Tophkhane, S. S.; Fu, K.; Richman, J.

Robinow syndrome (RS) is a rare, genetically heterogeneous condition caused by mutations in 7 WNT pathway genes. The clinical presentation includes craniofacial widening and jaw hypoplasia. Here we tested the functional impact of 2 missense FZD2 variants in the frontonasal mass in the chicken embryo, the area homologous to the affected region in RS. Viruses coding for wild-type or variant forms of FZD2 (code for P142L and G434V) inhibited beak ossification in vivo and certain bones failed to differentiate, possibly mediated by decreased levels of CTNNB1 and abnormal BMP signaling.
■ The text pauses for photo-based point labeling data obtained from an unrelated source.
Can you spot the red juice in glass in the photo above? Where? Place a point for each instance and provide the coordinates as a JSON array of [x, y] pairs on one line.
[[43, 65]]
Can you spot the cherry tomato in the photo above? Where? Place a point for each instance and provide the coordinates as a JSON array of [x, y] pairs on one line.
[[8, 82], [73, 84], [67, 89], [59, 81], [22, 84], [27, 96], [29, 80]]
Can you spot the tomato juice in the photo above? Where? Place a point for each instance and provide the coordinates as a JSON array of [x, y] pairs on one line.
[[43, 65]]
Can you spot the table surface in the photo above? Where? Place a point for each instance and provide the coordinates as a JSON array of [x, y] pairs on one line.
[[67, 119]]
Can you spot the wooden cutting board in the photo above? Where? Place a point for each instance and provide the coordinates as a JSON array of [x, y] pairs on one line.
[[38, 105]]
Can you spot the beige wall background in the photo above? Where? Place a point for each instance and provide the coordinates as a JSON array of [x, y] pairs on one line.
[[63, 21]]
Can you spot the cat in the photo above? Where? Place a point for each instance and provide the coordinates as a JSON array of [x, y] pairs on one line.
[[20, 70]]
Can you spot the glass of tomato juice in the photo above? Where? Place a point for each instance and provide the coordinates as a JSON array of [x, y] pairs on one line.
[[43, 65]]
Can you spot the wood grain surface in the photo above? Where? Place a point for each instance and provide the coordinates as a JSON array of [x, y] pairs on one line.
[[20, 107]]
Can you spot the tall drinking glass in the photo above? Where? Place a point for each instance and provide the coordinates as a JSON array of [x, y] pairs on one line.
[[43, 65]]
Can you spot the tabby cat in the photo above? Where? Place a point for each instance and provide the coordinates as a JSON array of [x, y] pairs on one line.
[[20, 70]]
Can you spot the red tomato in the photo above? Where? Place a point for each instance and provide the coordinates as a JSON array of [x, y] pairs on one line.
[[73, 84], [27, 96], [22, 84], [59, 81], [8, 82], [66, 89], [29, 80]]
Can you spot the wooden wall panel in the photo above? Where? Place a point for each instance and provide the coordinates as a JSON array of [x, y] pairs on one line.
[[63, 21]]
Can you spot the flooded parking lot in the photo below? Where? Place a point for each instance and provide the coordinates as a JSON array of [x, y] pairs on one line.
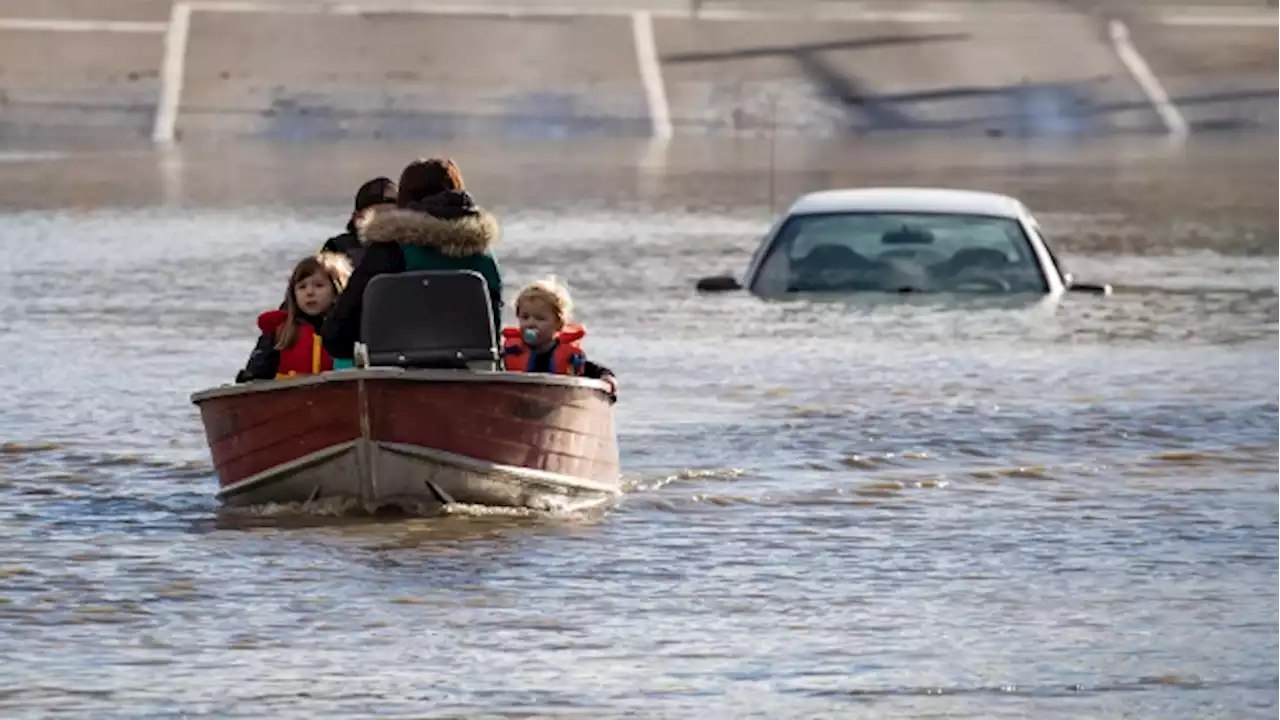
[[882, 507]]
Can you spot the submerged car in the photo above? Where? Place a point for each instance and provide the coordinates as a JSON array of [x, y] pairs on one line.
[[904, 240]]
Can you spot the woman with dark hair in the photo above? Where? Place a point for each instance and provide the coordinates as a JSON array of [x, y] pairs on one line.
[[435, 226], [374, 194]]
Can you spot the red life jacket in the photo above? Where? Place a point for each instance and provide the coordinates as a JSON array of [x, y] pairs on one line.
[[306, 356], [567, 356]]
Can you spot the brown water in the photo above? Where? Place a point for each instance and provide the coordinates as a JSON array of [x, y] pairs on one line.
[[895, 509]]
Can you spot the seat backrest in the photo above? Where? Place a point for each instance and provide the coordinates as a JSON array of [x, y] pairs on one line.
[[429, 319]]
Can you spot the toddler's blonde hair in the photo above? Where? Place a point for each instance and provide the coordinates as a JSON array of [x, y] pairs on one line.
[[551, 291]]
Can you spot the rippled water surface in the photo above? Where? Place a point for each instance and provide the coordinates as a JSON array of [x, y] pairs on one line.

In primary cultures, variants of FZD2, inhibited chondrogenesis, caused increased nuclear shuttling of {beta}-catenin and increased expression of early mesenchyme marker, TWIST which precedes chondrocyte specification. To determine the impact of the variants on WNT pathways we used luciferase reporters. The G434V and P142L plasmids dominantly interfered with wtFZD2 in SuperTopflash canonical assays. The P142L variant repressed the activity of the ATF2 reporter in the presence of the ROR2 co-receptor. This is the first study to show that the missense variants in FZD2 have functional defects and that the upper face skeletal defects in chickens recapitulate features of the jaw hypoplasia and flat profile of people with Robinow Syndrome.